Besides the theoretical scaffolding linking strike events to cultural structures, A History of America in Ten Strikes revolves around two conceptual axes much debated in the historical literature. First, on the question of how racism and nativism divided and weakened the American working class, Loomis writes that, however he and others on the left might wish otherwise, the “core problem of the American working class [is] its racism.”
Like all subaltern peoples, white workers, Loomis insists, ought to be granted their agency by historians, and in doing so, historians should not gloss over the fact that this agency is at times racist and runs against other egalitarian struggles. Despite capital’s deliberate efforts to split workers by race and ethnicity—for example, by using black strikebreakers—“more often than not,” Loomis writes, “white workers have prioritized their racial identity over their class identity without any help from their bosses.” Even the CIO’s pathbreaking organizing and ideological commitment to black manufacturing workers was, as many scholars have shown, mostly driven by those in leadership and against the frequent opposition of rank-and-file white workers.

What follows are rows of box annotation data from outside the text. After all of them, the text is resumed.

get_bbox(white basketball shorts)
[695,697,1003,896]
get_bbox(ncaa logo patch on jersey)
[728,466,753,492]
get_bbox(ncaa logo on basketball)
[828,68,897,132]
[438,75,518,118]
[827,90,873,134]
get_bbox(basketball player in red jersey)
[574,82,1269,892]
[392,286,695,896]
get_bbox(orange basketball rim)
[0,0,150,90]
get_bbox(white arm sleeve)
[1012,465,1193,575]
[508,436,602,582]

Loomis also makes a second argument about the strikes he studies: that state power was crucial in either impeding or facilitating the interests of organized labor and working-class Americans. In weighing whether the militancy of rank-and-file labor activism can be reconciled with the bureaucratization of labor relations by the state, Loomis is, if anything, even blunter than he is regarding the impact of working-class racism.
Time after time, Loomis returns to these two interpretive themes: the debilitating prevalence of racism and nativism among America’s majority-white workforce and the necessity of state power to augment labor’s struggle against capital—because, however inadequate, bureaucratic, and biased it is toward those who own the means of production, only the state has the juridical, administrative, and legislative weight to protect and sustain unions (sometimes simply by not using its power against them).

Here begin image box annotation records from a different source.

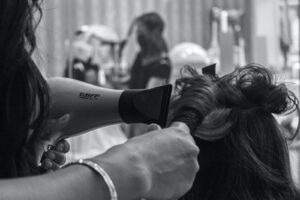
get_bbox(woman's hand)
[93,123,199,200]
[32,114,70,171]
[41,140,70,171]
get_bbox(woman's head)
[0,0,48,177]
[172,64,298,200]
[135,12,168,53]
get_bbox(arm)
[146,77,167,88]
[0,122,199,200]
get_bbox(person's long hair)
[0,0,49,178]
[135,12,168,60]
[170,64,299,200]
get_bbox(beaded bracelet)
[63,159,118,200]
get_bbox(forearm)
[0,165,110,200]
[0,144,149,200]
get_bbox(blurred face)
[85,69,98,85]
[136,23,149,47]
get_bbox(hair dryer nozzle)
[119,84,172,127]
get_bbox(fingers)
[41,150,66,171]
[41,158,60,172]
[41,140,70,171]
[54,140,70,153]
[170,122,190,133]
[147,124,161,132]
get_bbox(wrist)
[90,144,151,200]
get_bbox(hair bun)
[224,64,297,114]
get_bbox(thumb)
[147,124,161,132]
[33,114,70,165]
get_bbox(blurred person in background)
[129,12,171,89]
[128,12,171,137]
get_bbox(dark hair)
[171,64,299,200]
[135,12,168,55]
[0,0,49,178]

At times, Loomis links labor’s institutional racism with its need for state support, such as when he observes that the violent opposition of California’s white workers to competition from the Chinese immigrants hired to build the railroads (under perhaps the most brutal exploitation of the Gilded Age) was to result in Congress passing, in 1882, the Chinese Exclusion Act, which barred Chinese laborers from the United States. “A law enshrining racism,” Loomis writes mordantly, “was the American labor movement’s first major legislative victory.” But state power has also been used to push back against white-working-class racism, which undermined the majoritarian decision-making structure of labor unions. Particularly in the postwar and civil-rights eras, African-American activists and legal strategists sought state remedies for racial discrimination not only from companies but from the unions, too. Some unions, notably the United Auto Workers (UAW) and the American Federation of State, County and Municipal Employees (AFSCME), supported the burgeoning civil-rights movement. But many unions and white-working-class Americans—often through authoritarian community movements in the 1970s—resisted the economic and political struggles of African Americans and other nonwhites.